Carolyn Butterworth heard that the construction industry is going to need 160,000 new workers. So the Grade 8 teacher at Whitchurch Highlands Public School north of Toronto took her students to Future Building, a job fair organized by the Ontario Construction Secretariat in Toronto.

“Many of the students are interested in the trades,” she said. “They know that the work force will be very difficult to enter when they are done high school.”

Butterworth made her comments Wednesday in an interview with DCN at Future Building at the Better Living Centre on the Canadian National Exhibition grounds. Future Building wraps up Thursday.

She noted the event gives students hands-on experience.

“They are exposed to all different types of jobs in the trades,” she said. “They really like the hands-on stuff. I actually have some girls who have tried welding, who would never have had that opportunity, unless they decided to take it in high school, which I’m sure they probably aren’t.”

OCS is expecting about 8,000 students to attend over three days, said Sean Strickland, chief executive officer for the organization, which includes representatives from government, unions and general contractors. “It’s very different from traditional career fairs where kids go to a booth and get a brochure,” Strickland said. “Here they actually get to cut some glass, weld some pipe, they get to set some tile, they get to walk an I-beam, they get to lay brick, they get to hammer and cut some wood and work with metal.”

John Dametto is in the electrical trade and currently teaches shop at West Credit Secondary School in Mississauga. Along with another teacher, he brought 39 shop students to Future Building, to “convince students that trades are the way to go.”

He said it’s “great” that they get hands-on experience and it helps reinforce what he tells his students.

Exhibitors included unions representing a variety of skilled construction trades, including carpenters, iron workers, welders, crane operators and boilermakers.

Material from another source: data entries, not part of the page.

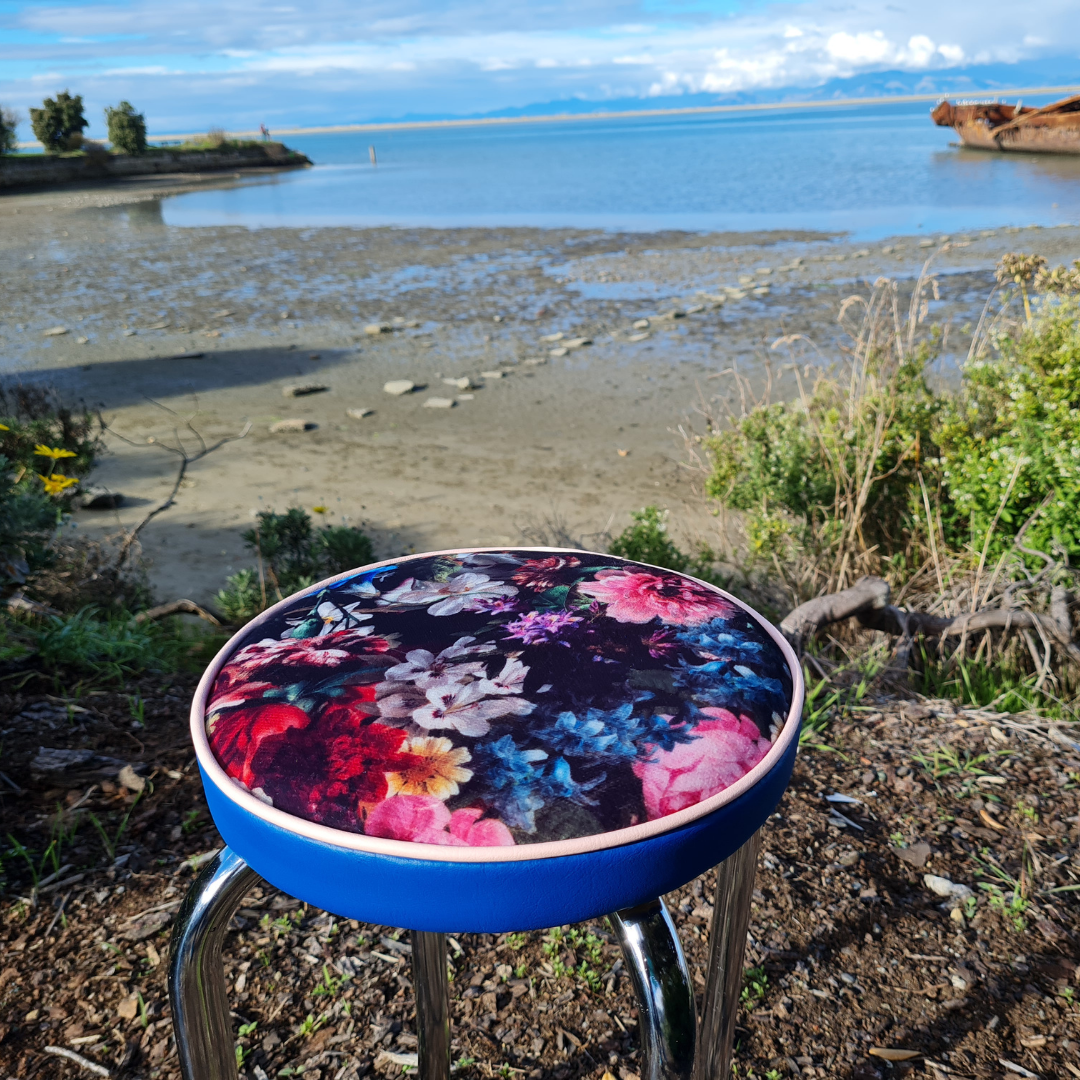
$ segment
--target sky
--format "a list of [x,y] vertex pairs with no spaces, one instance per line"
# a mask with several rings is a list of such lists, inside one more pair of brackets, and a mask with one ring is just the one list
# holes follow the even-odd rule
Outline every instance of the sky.
[[[460,116],[1080,57],[1076,0],[0,0],[0,105],[88,135]],[[1077,66],[1080,72],[1080,64]],[[23,124],[20,137],[29,138]]]

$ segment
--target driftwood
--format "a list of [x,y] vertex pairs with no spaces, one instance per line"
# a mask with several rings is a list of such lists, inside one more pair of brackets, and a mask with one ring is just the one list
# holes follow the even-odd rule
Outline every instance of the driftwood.
[[152,622],[154,619],[165,619],[170,615],[198,615],[204,622],[211,626],[220,626],[221,620],[211,614],[204,607],[199,607],[194,600],[172,600],[168,604],[159,604],[157,607],[147,608],[135,616],[137,623]]
[[1045,641],[1076,664],[1080,664],[1080,646],[1072,640],[1068,594],[1055,588],[1050,598],[1050,614],[1043,615],[1023,608],[984,608],[947,618],[925,611],[905,611],[889,603],[889,583],[879,577],[860,578],[850,589],[819,596],[800,604],[780,624],[780,631],[801,652],[806,639],[828,623],[854,616],[870,630],[912,641],[925,637],[959,637],[980,630],[1035,630]]

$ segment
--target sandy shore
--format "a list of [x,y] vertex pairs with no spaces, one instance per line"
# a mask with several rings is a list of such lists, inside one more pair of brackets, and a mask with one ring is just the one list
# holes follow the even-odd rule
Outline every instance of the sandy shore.
[[[201,183],[0,199],[0,379],[51,384],[100,407],[117,433],[92,479],[127,505],[80,512],[77,527],[129,526],[167,494],[177,462],[162,447],[178,427],[167,409],[208,442],[250,422],[191,468],[144,534],[165,599],[210,599],[250,564],[240,532],[253,513],[293,505],[363,524],[387,556],[520,541],[554,519],[595,545],[646,503],[671,509],[681,543],[715,545],[716,521],[680,466],[679,425],[731,394],[733,363],[760,385],[779,335],[834,347],[845,296],[880,275],[910,282],[936,247],[782,232],[165,226],[160,198]],[[1080,229],[950,239],[931,312],[950,324],[946,377],[1010,250],[1071,261]],[[740,276],[754,278],[745,297],[710,299]],[[657,320],[673,309],[687,314]],[[370,335],[373,323],[393,329]],[[44,336],[53,327],[68,332]],[[591,344],[552,355],[576,338]],[[444,383],[461,378],[474,386]],[[392,397],[391,379],[424,389]],[[283,396],[302,383],[328,389]],[[433,397],[455,404],[427,407]],[[362,408],[374,411],[348,415]],[[317,427],[272,434],[283,419]]]

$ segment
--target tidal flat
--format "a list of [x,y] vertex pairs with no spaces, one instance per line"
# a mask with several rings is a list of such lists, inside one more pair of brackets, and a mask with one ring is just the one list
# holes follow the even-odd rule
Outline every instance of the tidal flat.
[[[881,276],[903,298],[934,255],[926,317],[947,333],[932,375],[955,380],[1003,253],[1080,257],[1075,226],[867,245],[164,223],[163,199],[232,182],[0,199],[0,381],[100,409],[108,453],[92,482],[125,497],[79,511],[76,528],[104,535],[160,503],[177,433],[190,449],[194,431],[213,443],[247,428],[190,468],[142,534],[162,599],[210,600],[250,565],[253,514],[289,506],[362,525],[380,557],[523,537],[599,547],[647,504],[671,510],[684,547],[721,546],[683,433],[738,412],[732,369],[751,393],[793,397],[795,354],[777,339],[804,335],[841,359],[845,298]],[[394,380],[414,389],[385,392]],[[324,389],[286,396],[298,386]],[[272,432],[283,420],[297,423]]]

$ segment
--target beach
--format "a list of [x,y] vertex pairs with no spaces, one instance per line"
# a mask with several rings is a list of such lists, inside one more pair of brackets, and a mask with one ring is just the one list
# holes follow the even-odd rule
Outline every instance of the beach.
[[[379,557],[523,539],[602,548],[647,504],[671,510],[682,546],[722,549],[738,537],[701,497],[684,435],[724,401],[738,411],[733,367],[752,393],[771,370],[773,397],[794,396],[791,355],[773,343],[801,334],[838,355],[844,298],[880,276],[903,295],[937,252],[928,319],[949,329],[933,375],[955,379],[1002,253],[1080,256],[1076,226],[869,244],[164,223],[163,196],[229,183],[0,200],[0,379],[100,409],[108,453],[91,483],[124,495],[74,528],[115,533],[160,504],[178,436],[194,454],[199,437],[244,434],[192,464],[142,534],[162,600],[211,601],[252,565],[253,515],[290,506],[362,525]],[[391,380],[416,389],[393,396]],[[325,389],[285,395],[295,387]],[[271,431],[288,420],[308,429]]]

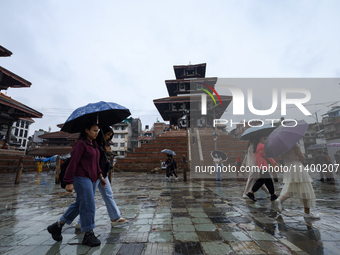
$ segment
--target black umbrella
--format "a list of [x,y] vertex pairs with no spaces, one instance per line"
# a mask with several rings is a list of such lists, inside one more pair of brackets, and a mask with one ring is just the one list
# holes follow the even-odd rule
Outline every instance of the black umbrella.
[[89,121],[96,122],[100,127],[111,126],[125,120],[130,115],[129,109],[124,106],[100,101],[74,110],[61,128],[61,131],[68,133],[81,132]]
[[222,161],[226,161],[228,159],[228,155],[225,154],[223,151],[212,151],[210,155],[213,158],[220,158]]
[[266,137],[268,136],[276,126],[272,126],[269,124],[264,124],[262,126],[254,126],[248,128],[241,136],[241,140],[251,140],[255,137]]

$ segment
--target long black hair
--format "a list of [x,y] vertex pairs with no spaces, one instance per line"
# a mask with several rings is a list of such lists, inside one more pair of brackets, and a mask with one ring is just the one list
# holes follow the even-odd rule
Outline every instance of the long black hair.
[[106,133],[109,133],[109,132],[112,133],[111,136],[110,136],[110,138],[108,139],[109,141],[111,141],[111,140],[112,140],[112,137],[113,137],[113,135],[114,135],[114,132],[113,132],[112,128],[109,127],[109,126],[100,128],[99,134],[98,134],[98,136],[97,136],[97,138],[96,138],[96,142],[97,142],[100,146],[106,145],[106,142],[107,142],[107,141],[104,140],[104,135],[105,135]]
[[252,141],[252,144],[254,146],[254,153],[256,152],[256,149],[257,149],[257,145],[260,143],[260,140],[261,140],[262,137],[258,136],[258,137],[255,137]]
[[80,132],[78,140],[83,140],[86,141],[87,140],[87,133],[86,133],[86,129],[90,130],[93,126],[98,126],[98,124],[95,121],[88,121],[86,122],[86,124],[84,125],[83,130]]

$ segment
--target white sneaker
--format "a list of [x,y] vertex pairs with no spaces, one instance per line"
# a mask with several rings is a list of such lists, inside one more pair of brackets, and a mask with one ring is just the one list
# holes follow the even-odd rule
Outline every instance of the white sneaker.
[[175,180],[176,180],[176,182],[178,182],[178,180],[179,180],[179,179],[178,179],[178,177],[176,177],[176,179],[175,179]]
[[123,224],[126,224],[128,223],[129,221],[120,217],[118,220],[116,221],[111,221],[111,227],[115,227],[115,226],[118,226],[118,225],[123,225]]
[[248,196],[247,196],[247,194],[244,194],[243,193],[243,196],[242,196],[243,198],[248,198]]
[[276,211],[278,211],[279,213],[281,213],[281,212],[282,212],[282,203],[281,203],[280,199],[276,199],[276,200],[274,201],[274,204],[275,204],[275,209],[276,209]]
[[303,217],[304,218],[309,218],[309,219],[320,219],[319,214],[316,214],[316,213],[315,214],[314,213],[309,213],[309,214],[304,213]]
[[167,182],[170,182],[171,180],[169,179],[169,177],[165,177],[165,180],[167,181]]
[[81,225],[79,223],[76,223],[76,229],[81,229]]

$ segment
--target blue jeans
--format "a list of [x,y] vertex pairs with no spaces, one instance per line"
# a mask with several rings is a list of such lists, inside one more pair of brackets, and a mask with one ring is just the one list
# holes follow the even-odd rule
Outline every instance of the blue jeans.
[[94,183],[86,177],[74,177],[73,187],[77,193],[76,202],[70,205],[67,211],[61,216],[60,221],[71,224],[80,214],[81,232],[91,231],[95,227],[94,216],[96,205],[94,203]]
[[[105,180],[106,180],[105,187],[102,187],[102,184],[100,183],[99,179],[93,183],[93,193],[96,194],[96,190],[98,187],[100,193],[102,194],[110,219],[116,220],[120,217],[120,211],[116,205],[116,202],[113,199],[113,192],[111,189],[109,179],[106,177]],[[81,219],[78,219],[78,224],[82,225]]]

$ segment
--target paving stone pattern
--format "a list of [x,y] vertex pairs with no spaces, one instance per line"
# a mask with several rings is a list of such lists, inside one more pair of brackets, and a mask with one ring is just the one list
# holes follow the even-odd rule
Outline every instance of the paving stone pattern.
[[[181,177],[181,176],[180,176]],[[278,214],[262,190],[257,202],[242,198],[244,179],[165,182],[159,174],[115,173],[115,201],[128,224],[111,228],[96,194],[99,247],[81,244],[75,222],[55,242],[46,231],[75,201],[54,184],[54,173],[1,174],[0,254],[339,254],[339,180],[314,181],[320,220],[302,216],[287,201]],[[275,183],[279,194],[282,183]]]

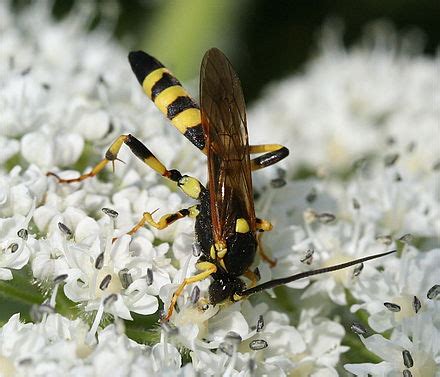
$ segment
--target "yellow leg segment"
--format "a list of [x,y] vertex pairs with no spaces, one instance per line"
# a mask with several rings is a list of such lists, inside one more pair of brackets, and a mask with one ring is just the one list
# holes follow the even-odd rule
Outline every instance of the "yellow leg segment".
[[249,146],[249,153],[250,154],[256,154],[256,153],[267,153],[267,152],[275,152],[277,150],[280,150],[281,148],[285,148],[281,144],[258,144],[258,145],[250,145]]
[[217,266],[211,262],[199,262],[196,264],[196,267],[198,270],[201,270],[203,272],[184,279],[183,282],[179,285],[176,292],[174,292],[173,294],[173,298],[171,299],[170,307],[168,308],[165,321],[168,321],[170,319],[171,315],[173,314],[174,307],[176,306],[177,299],[182,294],[183,290],[187,285],[204,280],[217,271]]
[[142,144],[132,135],[119,136],[107,150],[105,158],[99,164],[97,164],[90,173],[83,174],[77,178],[72,179],[62,179],[52,172],[47,173],[47,175],[54,176],[58,179],[59,183],[81,182],[84,179],[94,177],[102,169],[104,169],[107,163],[112,162],[112,164],[114,164],[114,161],[118,159],[118,153],[122,147],[122,144],[126,144],[130,148],[130,150],[136,155],[136,157],[138,157],[151,169],[158,172],[163,177],[177,183],[177,186],[186,195],[193,199],[199,198],[200,192],[203,189],[203,185],[196,178],[182,175],[178,170],[175,169],[168,170],[144,144]]
[[[270,223],[269,223],[270,224]],[[258,233],[257,235],[257,242],[258,242],[258,253],[260,254],[260,257],[263,261],[265,261],[270,268],[273,268],[276,266],[277,261],[276,259],[272,259],[264,252],[263,242],[261,241],[261,237],[263,236],[263,233]]]
[[55,173],[53,173],[53,172],[51,172],[51,171],[49,171],[49,172],[47,172],[46,173],[46,175],[49,177],[49,176],[52,176],[52,177],[55,177],[57,180],[58,180],[58,183],[75,183],[75,182],[81,182],[81,181],[84,181],[85,179],[87,179],[87,178],[92,178],[92,177],[94,177],[96,174],[98,174],[102,169],[104,169],[104,167],[105,167],[105,165],[107,165],[107,163],[108,163],[109,161],[107,160],[107,159],[103,159],[103,160],[101,160],[93,169],[92,169],[92,171],[90,172],[90,173],[87,173],[87,174],[83,174],[83,175],[80,175],[79,177],[77,177],[77,178],[70,178],[70,179],[64,179],[64,178],[61,178],[58,174],[55,174]]
[[179,178],[181,178],[180,173],[178,173],[177,171],[167,170],[167,168],[153,155],[153,153],[151,153],[150,150],[144,144],[142,144],[132,135],[119,136],[113,142],[113,144],[110,145],[110,147],[108,148],[107,152],[105,153],[105,158],[102,159],[92,169],[90,173],[86,173],[80,175],[77,178],[71,178],[71,179],[60,178],[57,174],[52,172],[48,172],[47,175],[54,176],[55,178],[58,179],[59,183],[81,182],[87,178],[92,178],[95,175],[97,175],[102,169],[104,169],[104,167],[109,162],[113,164],[113,168],[114,168],[114,162],[115,160],[118,160],[118,153],[123,144],[126,144],[140,160],[142,160],[151,169],[158,172],[160,175],[164,176],[165,178],[171,179],[174,182],[176,182]]
[[197,214],[199,213],[199,211],[197,209],[197,206],[183,208],[180,211],[177,211],[175,213],[169,213],[169,214],[163,215],[159,219],[159,221],[157,221],[157,222],[153,220],[153,213],[144,212],[142,219],[140,219],[139,222],[127,234],[132,236],[145,224],[148,224],[156,229],[160,229],[160,230],[165,229],[167,226],[171,225],[175,221],[182,219],[186,216],[189,216],[191,218],[195,218],[197,216]]
[[270,221],[259,219],[258,217],[255,219],[255,225],[257,227],[257,230],[260,232],[267,232],[269,230],[272,230],[273,225]]
[[74,183],[74,182],[81,182],[84,181],[87,178],[92,178],[95,175],[97,175],[104,167],[111,161],[112,164],[114,164],[114,161],[118,159],[118,153],[121,149],[121,146],[123,143],[126,142],[128,135],[121,135],[119,136],[112,145],[110,145],[110,148],[107,150],[105,154],[105,158],[102,159],[93,169],[90,173],[86,173],[83,175],[80,175],[77,178],[70,178],[70,179],[63,179],[60,178],[57,174],[48,172],[47,176],[53,176],[58,180],[58,183]]
[[251,281],[249,288],[253,288],[257,285],[258,277],[254,271],[247,270],[247,271],[245,271],[243,276],[248,278]]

“We get teachers who are interested in supplying information to their students,” said Blair Allin, health and safety and upgrading instructor at International Brotherhood of Boilermakers Local 128, who was manning his union’s booth at Future Building. “I would think any youth that is looking for employment in any occupation should seriously consider becoming a welder. If you look at all the different construction trades at this trades fair, whether it be boilermakers, pipefitters, iron workers, sheet metal workers, millwrights, they all require welders. And that is a skill that you can use anywhere in the world.”